Question

In a simple model, the electron in a hydrogen atom orbits the proton at a radius of \(53 \mathrm{pm}\) and at a constant speed of $2.2 \times 10^{6} \mathrm{m} / \mathrm{s} .$ The orbital motion of the electron gives it an orbital magnetic dipole moment. (a) What is the current \(I\) in this current loop? [Hint: How long does it take the electron to make one revolution?] (b) What is the orbital dipole moment IA? (c) Compare the orbital dipole moment with the intrinsic magnetic dipole moment of the electron $\left(9.3 \times 10^{-24} \mathrm{A} \cdot \mathrm{m}^{2}\right)$

Short answer

Solution: (a) First, find the current I in the current loop by calculating the time taken for the electron to make one revolution and dividing the elementary charge by time. (b) Next, find the orbital dipole moment IA by multiplying the current obtained in part (a) with the area of the current loop (c) Finally, compare the values of the orbital dipole moment, IA, with the given intrinsic magnetic dipole moment of the electron, which is \(9.3 \times 10^{-24} \mathrm{A} \cdot \mathrm{m}^{2}\).

Step-by-step solution

(a) Finding the current I in the current loop

First, we need to find the time taken for the electron to make one full orbit. To do that, we use the formula for the circumference of a circle and divide it by the electron's speed: Circumference = \(2\pi r\) where r is the radius of the orbit. Time taken for one revolution, T = Circumference / Speed T = \(\frac{2\pi(53 \times 10^{-12} m)}{2.2 \times 10^6 m/s}\) Now, we'll find the current using the formula: Current, I = \(\frac{Charge}{Time}\) where Charge is the elementary charge of the electron (e = \(1.6 \times 10^{-19} C\)). I = \(\frac{1.6 \times 10^{-19}C}{T}\)

(b) Finding the orbital dipole moment IA

The orbital dipole moment, IA, can be calculated using the current obtained in part (a) and the area of the current loop (the circle formed by the electron's movement). The formula for the area, A, of a circle is: A = \(\pi r^{2}\) So, the orbital dipole moment is: IA = \(I \times \pi (53 \times 10^{-12})^{2} m^{2}\)
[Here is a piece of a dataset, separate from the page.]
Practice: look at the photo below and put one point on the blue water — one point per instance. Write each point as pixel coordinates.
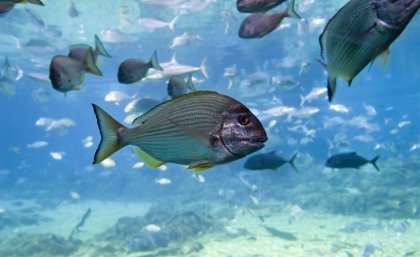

(c) Comparing the orbital dipole moment with the intrinsic magnetic dipole moment of the electron

Now, we simply compare the value of the orbital dipole moment, IA, obtained in part (b) with the given intrinsic magnetic dipole moment of the electron, which is \(9.3 \times 10^{-24} \mathrm{A} \cdot \mathrm{m}^{2}\). This will let us see how the orbital magnetic dipole moment is related to the intrinsic magnetic dipole moment of the electron.